2.12. Conditioned Medium Treatment
Conditioned medium (CM) from ECs were obtained 24 h after stimulation with either P. gingivalis LPS or live P. gingivalis. BMMs were seeded in 48-well plates and allowed to proliferate for 24 h. BMMs’ media was substituted by 2:8 CM/fresh medium and BMMs were cultured to differentiate. After 8 days, cells were fixed for TRAP staining.

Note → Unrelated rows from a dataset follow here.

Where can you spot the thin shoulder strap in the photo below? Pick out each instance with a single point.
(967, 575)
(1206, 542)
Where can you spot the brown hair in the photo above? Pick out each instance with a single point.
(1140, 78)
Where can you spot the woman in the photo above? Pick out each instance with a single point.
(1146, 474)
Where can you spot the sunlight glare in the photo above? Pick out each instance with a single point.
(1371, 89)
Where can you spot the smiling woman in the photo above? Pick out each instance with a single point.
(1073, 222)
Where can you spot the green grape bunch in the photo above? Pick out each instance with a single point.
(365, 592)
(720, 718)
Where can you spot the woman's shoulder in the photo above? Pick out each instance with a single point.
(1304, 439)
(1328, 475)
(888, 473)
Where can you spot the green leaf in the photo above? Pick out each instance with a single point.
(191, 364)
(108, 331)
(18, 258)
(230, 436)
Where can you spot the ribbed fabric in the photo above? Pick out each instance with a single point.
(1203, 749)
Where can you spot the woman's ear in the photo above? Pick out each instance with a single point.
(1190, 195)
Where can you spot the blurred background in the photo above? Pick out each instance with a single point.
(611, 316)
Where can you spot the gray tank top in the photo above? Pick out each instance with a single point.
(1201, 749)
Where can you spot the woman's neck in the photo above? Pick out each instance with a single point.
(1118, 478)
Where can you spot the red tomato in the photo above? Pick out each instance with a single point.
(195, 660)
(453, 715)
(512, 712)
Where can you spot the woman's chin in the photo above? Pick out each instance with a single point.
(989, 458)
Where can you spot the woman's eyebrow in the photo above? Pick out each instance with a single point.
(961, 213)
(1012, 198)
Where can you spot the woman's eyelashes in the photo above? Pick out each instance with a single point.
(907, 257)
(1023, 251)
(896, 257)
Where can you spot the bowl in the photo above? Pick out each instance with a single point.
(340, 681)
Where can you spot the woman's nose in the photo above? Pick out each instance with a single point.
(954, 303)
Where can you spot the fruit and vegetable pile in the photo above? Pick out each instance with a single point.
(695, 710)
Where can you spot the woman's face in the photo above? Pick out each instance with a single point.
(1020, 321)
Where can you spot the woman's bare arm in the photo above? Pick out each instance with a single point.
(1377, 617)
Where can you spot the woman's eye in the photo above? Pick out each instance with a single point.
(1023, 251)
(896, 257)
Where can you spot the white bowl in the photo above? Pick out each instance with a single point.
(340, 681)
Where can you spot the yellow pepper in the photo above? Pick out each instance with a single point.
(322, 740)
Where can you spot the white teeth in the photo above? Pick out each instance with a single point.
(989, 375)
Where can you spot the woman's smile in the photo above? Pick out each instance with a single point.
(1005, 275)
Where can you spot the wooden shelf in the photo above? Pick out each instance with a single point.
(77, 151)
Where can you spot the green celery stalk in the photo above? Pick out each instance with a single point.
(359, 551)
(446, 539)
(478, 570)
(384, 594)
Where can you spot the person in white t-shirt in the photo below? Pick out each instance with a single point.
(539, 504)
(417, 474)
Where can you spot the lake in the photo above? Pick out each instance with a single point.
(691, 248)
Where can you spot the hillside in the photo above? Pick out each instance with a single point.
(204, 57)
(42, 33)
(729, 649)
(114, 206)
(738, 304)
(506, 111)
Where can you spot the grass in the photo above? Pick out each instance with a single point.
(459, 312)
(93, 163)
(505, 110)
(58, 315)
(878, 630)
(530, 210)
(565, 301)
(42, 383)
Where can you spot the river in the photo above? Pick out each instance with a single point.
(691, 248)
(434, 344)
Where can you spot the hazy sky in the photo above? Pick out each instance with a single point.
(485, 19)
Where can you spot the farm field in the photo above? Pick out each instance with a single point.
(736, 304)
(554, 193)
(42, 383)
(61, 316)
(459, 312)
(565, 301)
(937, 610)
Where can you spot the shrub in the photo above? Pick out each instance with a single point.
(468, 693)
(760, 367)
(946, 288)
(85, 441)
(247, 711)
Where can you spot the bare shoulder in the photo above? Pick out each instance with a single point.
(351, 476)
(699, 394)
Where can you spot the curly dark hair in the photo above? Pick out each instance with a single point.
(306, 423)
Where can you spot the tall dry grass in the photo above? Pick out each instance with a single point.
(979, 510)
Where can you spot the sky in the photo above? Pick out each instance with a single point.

2.13. Statistical Analysis
Statistical analyses were performed using ANOVA in excel. Values were considered statistically significant at p < 0.05. All data are presented as mean ± SD. Results are representative of at least three independent experiments.
3. Results
3.1. Gastrin-Releasing Peptide (GRP) Promtoes Osteoclast Differentiation
To address the role of GRP in osteoclast differentiation, we stimulated murine bone marrow-derived macrophages (BMMs) with RANKL in the presence or absence of GRP for three days. BMMs are widely used mouse primary osteoclast precursors which differentiate into bone-resorbing osteoclasts upon RANKL stimulation. GRP induced osteoclast differentiation in a dose-dependent manner, as shown by the increased number of TRAP-positive multinucleated osteoclasts on Day 3 (Figure 1A). Next, GRP’s effect on the proliferation of BMMs was tested and there was no significant difference in the proliferation of BMMs treated with different concentrations of GRP (Figure 1B). To determine the effect of GRP on osteoclasts’ resorbing activity, BMMs were cultured on fluoresceinated calcium phosphate-coated microplate. In agreement with TRAP staining results, GRP-treated BMMs displayed increased resorption pit number and area (%) on Day 8 of culture (Figure 1C). Furthermore, we sought to examine the molecular markers of osteoclast differentiation after GRP treatment. Among several genes, only the expression of Tmsf4, the gene coding DC-STAMP essential for osteoclast fusion, was significantly induced by 1 μM GRP treatment (Figure 1D), although the expression of differentiation marker genes, such as Trap and Ctk, showed an increasing trend at higher GRP concentrations.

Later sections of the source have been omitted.